Yaratılıştaki düzene, âyetlere bakmak tavsiye edilirken, bundaki amaç Tevhid inancının benimsenmesi, şirkin reddedilmesi, âhiret inancının kökleşmesi idi.

Mekkî âyetlerde bunun yanında değişmez ahlâki değerlerden söz edildi. İyi davranışlar emredilirken, kötü davranışlar yasaklandı.

İyiliğin karşılığı iyilik,

iyilik kötülükle bir değildir, kötülüğün bile en iyi şekilde savuşturulması gerekir.,

suç ferdidir gibi temel prensipler.

Cimrilik, israf, nankörlük, mala düşkünlük, kusur aramak, laf götürüp getiren, iyililiği engellemek gibi fiiller, kaba ve haşin kimseler, gaddar ve zalimler, çocuklarına kıyanlar kınandı.

Adam öldürme, haksızlık, baskı, zulüm, insanların mallarını haksızca ellerinden almak, gurur, kibir, çekiştirme, alay etme gibi kötülüklerden söz edildi ve yasaklandı.

Mekke döneminde bazı davranışlar övüldü: İnanç uğruna sebat, sabır, temizlik, namaz, iffet, doğruluk, ebeveyne iyi davranmak, akrabaya ilgi, adalet, iyilik yapma, hakkı tavsiye gibi.

Namazın ve zekâtın üzerinde duruldu, ibadetlerde ihlas emredildi.

Namusun korunması, emanete riayet, sözde durma, doğruluk, danışarak iş yapma, haksızlığa karşı yardımlaşma, ana baya iyilik, akarabaya yolcuya yardım etmek, muhtaçlara yardım övüldü.

Ana-babaya iyi davranan, isyankâr ve zorba olmayan, alçak gönüllü barış taraftarı olan, yalan yere şahitlik yapmayan, israf ve cimriliğin ortasınında olan,  zinaya yaklaşmayan kimseler de övüldü.

Hz.

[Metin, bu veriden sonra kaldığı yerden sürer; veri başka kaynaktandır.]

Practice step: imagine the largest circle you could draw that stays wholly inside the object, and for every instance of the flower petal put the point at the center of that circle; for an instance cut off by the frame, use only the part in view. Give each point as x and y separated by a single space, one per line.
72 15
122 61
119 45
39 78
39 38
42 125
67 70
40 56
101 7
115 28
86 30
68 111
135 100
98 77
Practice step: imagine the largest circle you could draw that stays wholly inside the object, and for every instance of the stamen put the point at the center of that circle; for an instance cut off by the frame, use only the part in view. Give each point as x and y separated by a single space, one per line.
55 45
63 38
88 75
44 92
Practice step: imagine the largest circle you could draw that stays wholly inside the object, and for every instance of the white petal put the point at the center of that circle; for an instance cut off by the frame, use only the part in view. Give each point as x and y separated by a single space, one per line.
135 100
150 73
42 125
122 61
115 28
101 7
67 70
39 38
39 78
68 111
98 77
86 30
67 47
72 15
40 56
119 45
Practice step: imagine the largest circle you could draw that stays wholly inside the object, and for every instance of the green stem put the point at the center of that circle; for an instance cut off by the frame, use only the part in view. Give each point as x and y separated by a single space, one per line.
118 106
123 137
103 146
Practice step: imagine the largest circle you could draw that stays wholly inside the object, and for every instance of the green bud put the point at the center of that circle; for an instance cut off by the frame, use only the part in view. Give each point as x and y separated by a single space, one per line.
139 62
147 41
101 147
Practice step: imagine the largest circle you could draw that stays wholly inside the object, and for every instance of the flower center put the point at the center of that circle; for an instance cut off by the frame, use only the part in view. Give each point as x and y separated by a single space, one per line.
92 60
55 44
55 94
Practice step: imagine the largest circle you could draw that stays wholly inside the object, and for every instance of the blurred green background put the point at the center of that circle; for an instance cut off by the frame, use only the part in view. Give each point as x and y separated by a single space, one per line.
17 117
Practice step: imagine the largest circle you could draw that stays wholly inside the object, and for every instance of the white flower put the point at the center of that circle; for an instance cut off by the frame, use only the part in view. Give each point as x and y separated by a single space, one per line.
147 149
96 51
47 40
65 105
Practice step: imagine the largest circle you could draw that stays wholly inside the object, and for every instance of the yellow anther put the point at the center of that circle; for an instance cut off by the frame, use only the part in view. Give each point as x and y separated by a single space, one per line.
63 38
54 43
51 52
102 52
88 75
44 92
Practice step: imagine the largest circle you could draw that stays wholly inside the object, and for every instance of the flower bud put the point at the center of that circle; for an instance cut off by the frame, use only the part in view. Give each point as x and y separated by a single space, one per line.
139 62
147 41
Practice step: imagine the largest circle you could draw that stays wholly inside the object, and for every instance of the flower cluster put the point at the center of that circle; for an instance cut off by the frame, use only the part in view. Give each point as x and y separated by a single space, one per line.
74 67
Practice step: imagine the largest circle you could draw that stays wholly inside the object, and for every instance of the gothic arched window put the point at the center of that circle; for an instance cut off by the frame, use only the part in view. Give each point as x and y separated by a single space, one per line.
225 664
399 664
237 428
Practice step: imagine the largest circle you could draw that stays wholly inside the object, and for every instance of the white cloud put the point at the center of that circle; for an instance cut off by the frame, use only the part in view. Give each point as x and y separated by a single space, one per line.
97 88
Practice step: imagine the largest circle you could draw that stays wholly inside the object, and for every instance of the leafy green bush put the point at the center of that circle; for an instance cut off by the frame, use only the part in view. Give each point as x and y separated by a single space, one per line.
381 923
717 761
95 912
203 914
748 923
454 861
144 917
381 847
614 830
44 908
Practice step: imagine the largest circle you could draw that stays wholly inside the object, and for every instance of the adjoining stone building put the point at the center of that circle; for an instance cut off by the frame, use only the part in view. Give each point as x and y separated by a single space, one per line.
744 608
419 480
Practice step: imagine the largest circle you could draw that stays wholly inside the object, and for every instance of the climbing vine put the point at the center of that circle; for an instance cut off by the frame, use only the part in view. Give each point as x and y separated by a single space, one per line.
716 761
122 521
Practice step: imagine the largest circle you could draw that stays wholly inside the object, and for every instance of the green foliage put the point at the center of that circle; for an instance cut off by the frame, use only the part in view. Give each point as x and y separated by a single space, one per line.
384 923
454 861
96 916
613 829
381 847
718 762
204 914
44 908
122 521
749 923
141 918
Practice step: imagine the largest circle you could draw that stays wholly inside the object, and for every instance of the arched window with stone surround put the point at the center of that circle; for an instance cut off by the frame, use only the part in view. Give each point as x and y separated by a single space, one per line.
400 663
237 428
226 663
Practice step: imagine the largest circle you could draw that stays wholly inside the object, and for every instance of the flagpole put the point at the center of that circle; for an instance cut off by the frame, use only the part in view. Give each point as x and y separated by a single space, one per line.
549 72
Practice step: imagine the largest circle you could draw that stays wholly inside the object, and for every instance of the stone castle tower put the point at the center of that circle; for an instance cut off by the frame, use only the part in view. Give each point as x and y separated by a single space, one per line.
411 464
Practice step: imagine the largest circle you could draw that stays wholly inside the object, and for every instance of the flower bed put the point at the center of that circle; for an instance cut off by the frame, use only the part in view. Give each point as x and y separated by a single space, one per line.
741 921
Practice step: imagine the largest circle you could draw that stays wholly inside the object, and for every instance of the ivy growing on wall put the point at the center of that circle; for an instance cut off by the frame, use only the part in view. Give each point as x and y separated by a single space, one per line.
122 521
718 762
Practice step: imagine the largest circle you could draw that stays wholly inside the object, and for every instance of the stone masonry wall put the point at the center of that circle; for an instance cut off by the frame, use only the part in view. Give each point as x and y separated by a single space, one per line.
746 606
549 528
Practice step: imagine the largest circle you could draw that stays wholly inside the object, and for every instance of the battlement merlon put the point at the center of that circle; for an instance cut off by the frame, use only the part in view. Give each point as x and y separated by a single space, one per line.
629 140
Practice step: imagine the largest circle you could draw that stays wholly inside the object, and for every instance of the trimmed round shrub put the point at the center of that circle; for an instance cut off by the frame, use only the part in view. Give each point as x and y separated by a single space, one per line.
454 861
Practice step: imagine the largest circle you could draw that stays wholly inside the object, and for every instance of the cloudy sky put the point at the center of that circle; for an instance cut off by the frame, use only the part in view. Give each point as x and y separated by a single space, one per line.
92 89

Peygambere ve müslümanlara baskılara karşı sabır tavsiye edildi.

Peygamber kıssalarından örnekler verildi. Mü’minlerin çektikleri, karşı çıkanların akıbetleri anlatıldı.

Peygamberlerin hicretlerinden söz edildi.

Mekke hayatının sonuna doğru gelen âyetler hz. Muhammed’in bir insan olduğu, ama kendisine inen vahye uymakla yükümlü olduğu,

bütün peygamberlerin İslâmı tebliğ ettikleri,

hz. Muhammedin doğru yolda olduğu,

onun bütün insanlara elçi olarak geldiği,

Kur’an’ın Allah’tan gelen ilâhi kelâm olduğu,

insanların da ilâhi rehberliğe muhtaç olduğu vurgulandı.

Bugün dikkatlerden kaçan şura (istişare) o dönemde emredildi.

Bu konulardan bazıları Medine döneminde inen âyetlerde de söz konusu edildi ve desteklendi.

 

 

Not: Derslerde İbrahim Sarıçam’ın Hz. Muhammed ve Evrensel Mesajı adlı kitabı takip edildi. Bu notlar bu kitaptan konu sıralaması takip edilerek, kısaca veya sadece başlık olarak alınmıştır. Kitapta olmayan dersler ve notlar tarafımızdan hazırlanmıştır.